George Davison wrote the name of his buddies from the 320th on this snapshot from July 1944.
George Davison wrote the name of his buddies from the 320th on this snapshot from July 1944.

Their job was to protect the fleet from German dive-bombers, which would be loath to tangle with the lethal balloon cables. Once ashore, the men of the 320th would rush the balloons onto the beach, transferring the protective veil to land.

Omaha is where the medics were headed. They would be the first African Americans ashore — if they made it to the beach alive.

* * *

As the boat carrying Woodson and the medics approached Omaha Beach, all eyes were on the water. Around them, men bobbed in a sea made red by their own blood. Those still alive waited to be pulled from the drink by boats that might never come.

The skippers of the landing craft had been ordered to ignore their cries for help, and men in motor launches with megaphones dissuaded those with second thoughts. “You are not a rescue ship!” hollered one of them. “Get onshore!”

First, Woodson’s craft hit a mine, which blew out the motor. Then another blast exploded on the right side, felling troops like matchsticks.

The heavy fire kept coming. The LCT’s forty-millimeter guns, which had been blazing moments earlier, now lay silent: The bodies of their gunners hung lifeless as if from a gruesome clothesline.

A shell landed on the hood of a jeep, incinerating the four men inside. Woodson crouched beside a truck filled with medical supplies. A soldier beside Woodson was hit and killed. Woodson’s lower extremities burned. He reached down and brought a hand up covered in blood. “I am dying,” he thought.

One of the medics slapped dressings on his buttocks and inner thigh, ripped open by shrapnel. “Close,” Woodson would say later, “mighty close.”

The medics tended to the few men still living. The helpless craft drifted to a stop. The ramp fell with a bang, and to Woodson’s surprise, the tank came alive. It rolled down the ramp onto the beach and turned right.

An enormous balloon is raised at Camp Tyson in June 1942.
An enormous balloon is raised at Camp Tyson in June 1942.

The men followed it, splashing down in four feet of water.

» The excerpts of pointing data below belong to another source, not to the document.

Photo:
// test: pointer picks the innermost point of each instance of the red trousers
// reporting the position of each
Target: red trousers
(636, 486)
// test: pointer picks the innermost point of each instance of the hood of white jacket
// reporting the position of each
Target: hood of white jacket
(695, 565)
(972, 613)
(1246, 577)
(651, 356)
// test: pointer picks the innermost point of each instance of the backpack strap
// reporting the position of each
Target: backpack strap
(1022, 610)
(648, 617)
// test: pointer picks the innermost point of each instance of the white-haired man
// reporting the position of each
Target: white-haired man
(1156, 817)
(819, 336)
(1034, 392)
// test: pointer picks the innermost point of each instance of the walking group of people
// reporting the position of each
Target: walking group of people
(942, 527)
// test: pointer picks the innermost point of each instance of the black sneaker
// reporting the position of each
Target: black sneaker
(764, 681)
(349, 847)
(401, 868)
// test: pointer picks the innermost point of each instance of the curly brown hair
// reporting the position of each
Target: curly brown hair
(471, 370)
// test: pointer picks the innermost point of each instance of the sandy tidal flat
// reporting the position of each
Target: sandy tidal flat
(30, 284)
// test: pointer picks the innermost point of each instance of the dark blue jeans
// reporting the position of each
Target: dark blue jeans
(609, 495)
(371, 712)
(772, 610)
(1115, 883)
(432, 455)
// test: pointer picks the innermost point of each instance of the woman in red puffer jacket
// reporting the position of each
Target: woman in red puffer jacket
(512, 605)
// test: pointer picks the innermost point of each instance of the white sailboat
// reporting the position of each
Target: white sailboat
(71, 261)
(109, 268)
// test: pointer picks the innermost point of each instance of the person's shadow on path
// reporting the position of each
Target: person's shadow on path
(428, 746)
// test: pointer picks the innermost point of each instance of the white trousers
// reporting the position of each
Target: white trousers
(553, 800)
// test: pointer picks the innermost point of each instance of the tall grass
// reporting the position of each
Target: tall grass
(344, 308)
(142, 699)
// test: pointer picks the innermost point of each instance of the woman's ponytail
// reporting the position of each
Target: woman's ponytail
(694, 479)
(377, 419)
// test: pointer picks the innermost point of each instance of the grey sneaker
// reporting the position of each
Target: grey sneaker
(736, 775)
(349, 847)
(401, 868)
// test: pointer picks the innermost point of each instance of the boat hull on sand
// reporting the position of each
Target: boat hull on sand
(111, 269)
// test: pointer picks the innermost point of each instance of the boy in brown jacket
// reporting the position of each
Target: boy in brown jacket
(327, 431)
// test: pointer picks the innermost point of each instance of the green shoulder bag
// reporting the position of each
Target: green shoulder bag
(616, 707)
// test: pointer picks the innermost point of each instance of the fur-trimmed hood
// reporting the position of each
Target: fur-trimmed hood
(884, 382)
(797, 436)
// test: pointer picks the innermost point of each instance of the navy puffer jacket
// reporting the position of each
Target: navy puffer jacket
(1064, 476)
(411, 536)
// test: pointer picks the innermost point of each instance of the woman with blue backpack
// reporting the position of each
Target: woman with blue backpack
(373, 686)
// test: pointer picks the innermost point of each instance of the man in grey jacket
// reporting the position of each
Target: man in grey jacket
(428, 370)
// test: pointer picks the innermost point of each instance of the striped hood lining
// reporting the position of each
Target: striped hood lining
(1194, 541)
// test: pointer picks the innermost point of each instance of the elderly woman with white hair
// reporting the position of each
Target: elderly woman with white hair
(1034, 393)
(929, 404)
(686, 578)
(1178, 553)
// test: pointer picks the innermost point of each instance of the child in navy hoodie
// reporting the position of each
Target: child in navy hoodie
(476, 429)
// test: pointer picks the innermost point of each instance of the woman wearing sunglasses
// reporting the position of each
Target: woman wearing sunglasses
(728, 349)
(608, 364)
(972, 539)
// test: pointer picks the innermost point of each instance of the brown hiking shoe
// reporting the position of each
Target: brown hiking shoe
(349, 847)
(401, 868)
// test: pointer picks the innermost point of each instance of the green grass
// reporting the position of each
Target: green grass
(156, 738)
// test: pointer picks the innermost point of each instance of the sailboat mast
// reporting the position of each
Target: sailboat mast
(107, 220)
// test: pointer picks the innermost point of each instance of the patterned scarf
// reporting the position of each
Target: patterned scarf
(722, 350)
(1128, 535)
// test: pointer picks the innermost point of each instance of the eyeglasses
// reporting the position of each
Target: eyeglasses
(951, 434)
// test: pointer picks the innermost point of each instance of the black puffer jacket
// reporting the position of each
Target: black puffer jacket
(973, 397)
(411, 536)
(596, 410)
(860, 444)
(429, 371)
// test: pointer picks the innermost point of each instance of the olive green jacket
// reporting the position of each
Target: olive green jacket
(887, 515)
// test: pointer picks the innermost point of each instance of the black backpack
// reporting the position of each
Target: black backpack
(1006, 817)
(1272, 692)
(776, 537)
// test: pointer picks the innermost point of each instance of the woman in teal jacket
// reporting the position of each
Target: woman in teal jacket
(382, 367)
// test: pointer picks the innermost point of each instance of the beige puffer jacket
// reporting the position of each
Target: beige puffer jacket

Woodson and medics Eugene Worthy and Alfred Bell, both from Memphis, hit the beach and ran, slugs popping mini-geysers of sand at their feet. Woodson looked back and saw the tank’s turret in flames. No men were coming out. It was 9:00 a.m.

In the shelter of the shingle, Woodson unpacked a tent roll he had pulled out of the water. Now there was a medical station. The rising tide carried in the dead and threatened to drown the living.

Under constant fire, the medics dragged the wounded and the dead out of the shooting gallery at the water’s edge. Their Red Cross brassards made them easy targets for German snipers hiding in the bluffs, who ignored the rules of war and fired on many medics that day.

There were too many men who needed saving. Their cries for help would haunt Woodson.

On Omaha, war was a great equalizer. “At that time,” Woodson would say later, “they didn’t care what color my skin was.”

Throughout the day and night and into the next day, Woodson worked through his pain to save lives. He pulled out bullets, patched gaping wounds, and dispensed blood plasma. He amputated a right foot. When he thought he could do no more, he resuscitated four drowning men.

Thirty hours after he set his boots on Omaha Beach, after treating hundreds of men even though he was twice wounded by shrapnel, Woody Woodson collapsed.

He was the 320th’s undisputed hero.

A sole piece of paper exists revealing that Waverly Woodson was nominated for the Medal of Honor for his service on Omaha Beach. In the end, Woodson had to settle for fourth place, the Bronze Star. No African Americans were awarded the Medal of Honor during World War II.

In 1997, President Bill Clinton awarded the Medal of Honor to seven African Americans, after an Army study concluded that pervasive racism was to blame for the failure to recognize black soldiers in World War II. Woodson was not among them. For the second time in his long life, Waverly Woodson was forgotten.